L’un des objectifs du procès était de tenter d’y voir plus clair sur cette responsabilité éventuelle du MAK. Se succédant à la barre, tous les accusés ont nié avoir un lien quelconque avec le mouvement, classé à la suite de cette tragédie sur la liste des organisations terroristes. La plupart affirment avoir filmé le lynchage, d’autres reconnaissent juste avoir donné un coup de pied ou proféré des insultes. Confrontés aux images, certains se murent dans le silence. Dans une ambiance insoutenable, en présence des membres de la famille Bensmail, les avocats de la partie civile chargent les accusés.

« Vous vous êtes comportés comme des pharaons ce jour-là, ayez ce même courage aujourd’hui pour dire la vérité », lance l’un d’eux face au box des accusés. Il se tourne ensuite vers la salle et enchaine sur un ton théâtral : « Sur les photos, ils y sont tous. » Puis il détaille : « Lorsque la Clio a été immobilisée, les trois passagers ont pris la fuite.
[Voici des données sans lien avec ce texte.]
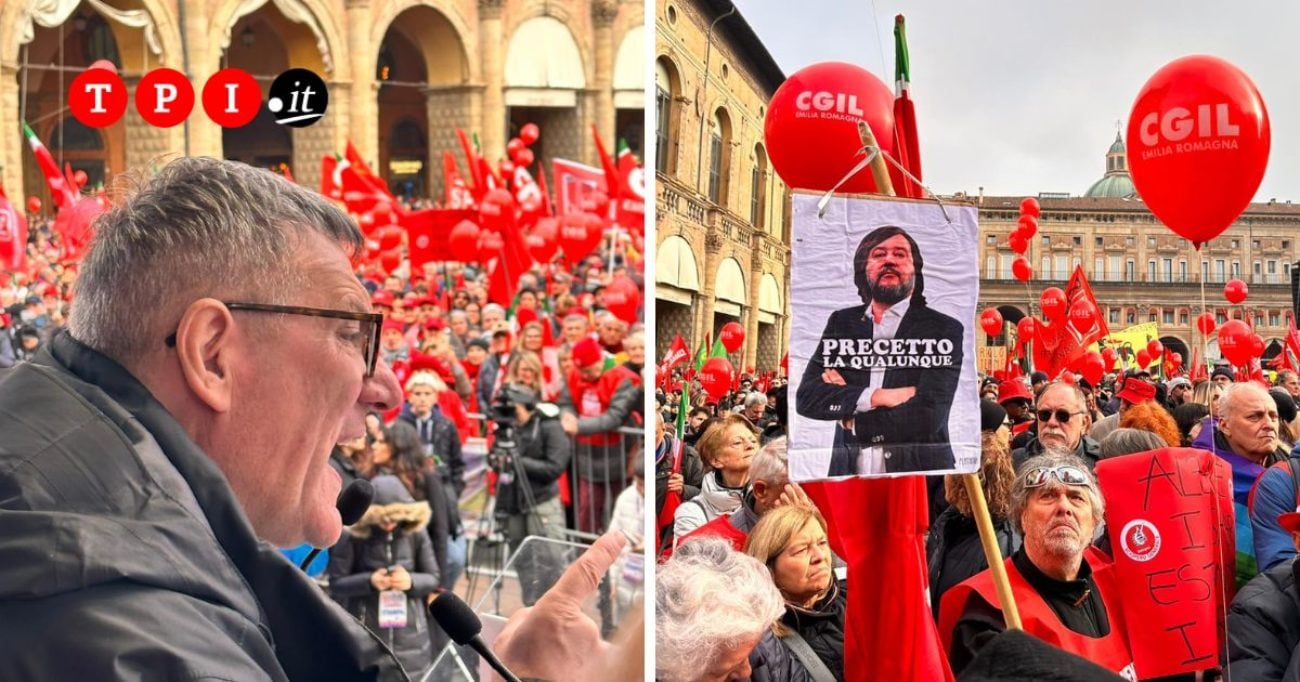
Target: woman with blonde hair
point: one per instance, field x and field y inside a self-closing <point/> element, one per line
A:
<point x="1151" y="417"/>
<point x="791" y="541"/>
<point x="726" y="450"/>
<point x="953" y="546"/>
Deux d’entre eux ont rejoint le celibatorium – un centre d’hébergement pour les membres des forces de l’ordre – où les policiers leur ont donné des tenues de combat pour éviter qu’ils soient reconnus. Djamel a été récupéré par les agents de police en cours de route. Il pensait être en sécurité dans la voiture de police mais à cause de la foule en furie, le véhicule n’a pas pu arriver au commissariat ».

Barbarie

Me Benturkia évoque « un plan diabolique », soulignant que certains accusés font état d’ « un mot d’ordre donné par les activistes du MAK à certains de leurs militants. » Il n’hésite pas à entrer dans les détails du lynchage : l’ambiance dans le tribunal se fait lourde lorsque, voulant sans doute souligner la barbarie des assaillants, il rappelle qu’à l’autopsie, les médecins ont découvert que certaines parties du corps de la victime avaient disparu. L’avocat se tourne vers l’un des accusés, filmés en train d’expliquer qu’il avait « mangé en brochette » le corps de la victime. Apostrophé, l’homme garde le silence. À un autre, présenté comme celui qui a égorgé Djamel Bensmail, l’avocat demande pourquoi il s’est acharné sur un corps déjà carbonisé. « J’avais un cutter, mais il s’est cassé, alors j’ai utilisé un bistouri, répond l’accusé. C’est la foule en colère qui m’a demandé de lui couper la tête. » C’en est trop pour le père de la victime, qui quitte alors la salle d’audience, en larmes.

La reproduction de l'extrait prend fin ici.